Consumers these days aren’t alone in their hunt for value, Cramer said Tuesday. Retail companies are doing some shopping themselves, hoping to add to their wardrobes, so to speak. On June 25, Dress Barn announced it would buy Tween Brands for a 20% premium to the latter’s closing price the day before. The Mad Money host predicted more deals to come and speculated on who was the next likely takeover target.
Charming Shoppes would make a great addition, Cramer said, for any company looking to enter a niche but growing retail demo: plus-size women. The owner of Lane Bryant, Fashion Bug and Catherine’s is number one in plus-size specialty and intimate clothing and denim, as well as number two in regular plus-size apparel. Also, Charming Shoppes is at the start of a turnaround thanks to new management, so the stock doesn’t need a merger or an acquisition to move higher. That is key, because Cramer never speculates on a takeover unless the fundamentals are there first.
Beyond Charming Shoppes leadership positions in its group and its exposure to the trend of Americans getting, well, fatter, the company’s C-level suite is occupied by some of the industry’s top managers. Chairman Alan Rosskamm, former CEO of Jo-Ann Stores, steered the ship for nine months as interim CEO and cut costs and reduced inventory aggressively. Then three new heads were brought in to run Lane Bryant, Fashion Bug and Catherine’s.
Finally, Paul Fogarty took over as company CEO on April 3. Fogarty, who spent 15 years with turnaround firm Alvarez & Marsal, is a “turnaround artist,” Cramer said. The new chief executive also served as chief financial officer of Levi Strauss and Warnaco. Since coming aboard Charming Shoppes stock is up 67%, to $3.55 from $2.12. Cramer thinks it still goes higher.
Charming Shoppes has about $1.32 in cash per share, which is a sturdy floor for this $3 name, and Chairman Rosskamm’s cost cutting and inventory reductions are paying off: Despite reported a 16% drop in revenue and 13% decline in same-store sales, operating income came in flat and gross margins improved.

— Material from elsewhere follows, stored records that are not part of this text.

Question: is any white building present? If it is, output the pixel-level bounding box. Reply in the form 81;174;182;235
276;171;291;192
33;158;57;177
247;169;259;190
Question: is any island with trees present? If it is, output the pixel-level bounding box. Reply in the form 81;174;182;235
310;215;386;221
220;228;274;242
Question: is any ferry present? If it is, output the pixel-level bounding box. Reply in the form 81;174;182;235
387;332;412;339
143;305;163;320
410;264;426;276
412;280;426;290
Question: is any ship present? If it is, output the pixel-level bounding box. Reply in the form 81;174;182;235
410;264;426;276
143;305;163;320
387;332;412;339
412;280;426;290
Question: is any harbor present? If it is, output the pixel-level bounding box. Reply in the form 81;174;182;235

Cramer thinks that falling gas prices will put more money in consumers’ pockets, money that could be spent at Charming Shoppes outlets.

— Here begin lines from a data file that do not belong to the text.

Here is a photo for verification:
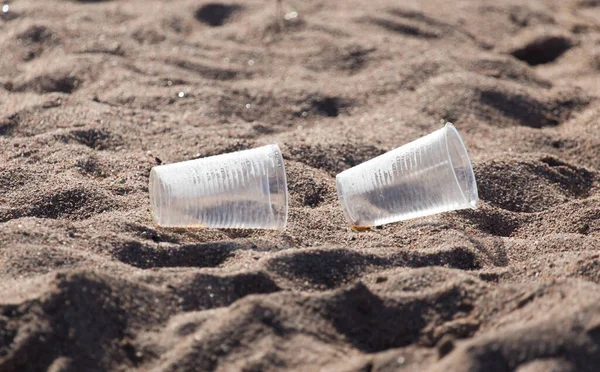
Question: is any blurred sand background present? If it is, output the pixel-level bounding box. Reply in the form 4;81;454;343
2;0;600;370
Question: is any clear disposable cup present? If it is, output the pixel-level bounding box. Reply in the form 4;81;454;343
336;123;478;230
149;144;288;230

A final note: Increased sales would do wonders for the company’s earnings, obviously. But how much of an impact could they have? Susquehanna Research said that a one percentage point bump in same-store sales could translate into 12 more cents per share in earnings. That big, considering Charming Shoppes is expected to lose 20 cents a share in 2010. Cramer said he expected the company do better than just that one percentage point on even a slight improvement in business.
Charming Shoppes works as a speculation play, but use limit orders. And, as Cramer said, don’t “pay a plus price for this plus name.” Anything over $3.75 and you could lose money.